Have you ever watched an expert team of bricklayers work as they form the beautiful exterior shell of a new home? To this day, I can see vividly the cohesive and hard working team of folks who built the home that my wife and I built a few years ago in Michigan.
I remember visiting the home on a day when a pile of bricks had just delivered and were still sitting on pallets. I returned the following day to find the majority of the brickwork to have already been completed. It was not the fact that the bricklayers had bricked almost the entire home in less than a full day of work. I personally experienced many top performing service providers who amaze me with their efficiency and rate of production. However, there was something else at which I was taken aback.
The only portion of the home that had yet to be bricked was the top quarter of the two-story colonial. The workers had built an intricate maze of scaffolding in order to reach the areas still exposed with exterior wallboard. Some bricklayers were on top while others danced around the pile of bricks on the ground.
I looked at the pile of bricks sitting atop the scaffolding platform and thought to myself, "Wow – that sucks having to get all of those bricks up onto that platform". Without hesitation I had assumed that the bricks were lifted from the ground to the platform with a Skytrak. It was only a few minutes later that my claim was proved wrong.

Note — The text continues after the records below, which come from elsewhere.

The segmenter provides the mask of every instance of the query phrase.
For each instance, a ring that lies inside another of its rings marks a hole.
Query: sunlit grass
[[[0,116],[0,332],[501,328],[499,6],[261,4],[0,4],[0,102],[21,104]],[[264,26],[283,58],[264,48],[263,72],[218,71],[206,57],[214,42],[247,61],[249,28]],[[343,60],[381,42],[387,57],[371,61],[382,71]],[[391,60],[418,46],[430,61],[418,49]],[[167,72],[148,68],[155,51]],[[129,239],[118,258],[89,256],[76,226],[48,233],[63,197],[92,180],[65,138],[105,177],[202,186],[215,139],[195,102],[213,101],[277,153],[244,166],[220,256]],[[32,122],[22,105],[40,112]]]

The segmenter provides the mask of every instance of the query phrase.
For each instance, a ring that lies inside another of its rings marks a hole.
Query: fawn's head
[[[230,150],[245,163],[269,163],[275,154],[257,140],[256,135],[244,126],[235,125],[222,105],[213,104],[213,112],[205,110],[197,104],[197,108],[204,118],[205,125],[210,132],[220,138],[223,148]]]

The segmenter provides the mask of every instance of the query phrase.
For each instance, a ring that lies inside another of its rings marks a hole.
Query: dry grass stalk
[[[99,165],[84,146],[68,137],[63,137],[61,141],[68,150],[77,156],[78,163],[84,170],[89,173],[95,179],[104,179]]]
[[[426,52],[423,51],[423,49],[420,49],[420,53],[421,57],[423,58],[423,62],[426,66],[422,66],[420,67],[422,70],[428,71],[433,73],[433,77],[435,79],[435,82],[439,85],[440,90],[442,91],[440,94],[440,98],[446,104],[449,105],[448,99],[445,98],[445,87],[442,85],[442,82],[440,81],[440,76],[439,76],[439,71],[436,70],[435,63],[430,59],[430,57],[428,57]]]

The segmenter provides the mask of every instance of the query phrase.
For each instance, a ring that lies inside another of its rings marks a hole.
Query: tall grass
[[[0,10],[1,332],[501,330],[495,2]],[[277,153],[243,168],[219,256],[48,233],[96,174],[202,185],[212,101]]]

I looked up and saw a bricklayer on the ground literally throwing six bricks at a time up to another bricklayer who stood up the scaffolding. While in the air, the bricks separated just as a stream of water fans out once leaving a garden hose. With each toss, the bricklayer on the platform calmly scooped all six bricks out of the air, grouped them, and added them to the growing pile. I stand for several minutes and stared in amazement.
My mind had assumed a standard system. Would not it just make sense to lift bricks using a machine? Instead the bricklayers had developed an innovative set of actions that streamlined the bricklaying process. There was no need for a Skytrak or any sort of third party equipment. The only thing needed was traditional human ingenuity that led to bricks being tossed up in a manner to expedite the entire process.
The next time that you engage in thought about your business systems, challenge yourself and your team members to think outside of the box. Innovation is not something only for the world of product design. Systems can (and should) be improved by interjecting a dose of innovation.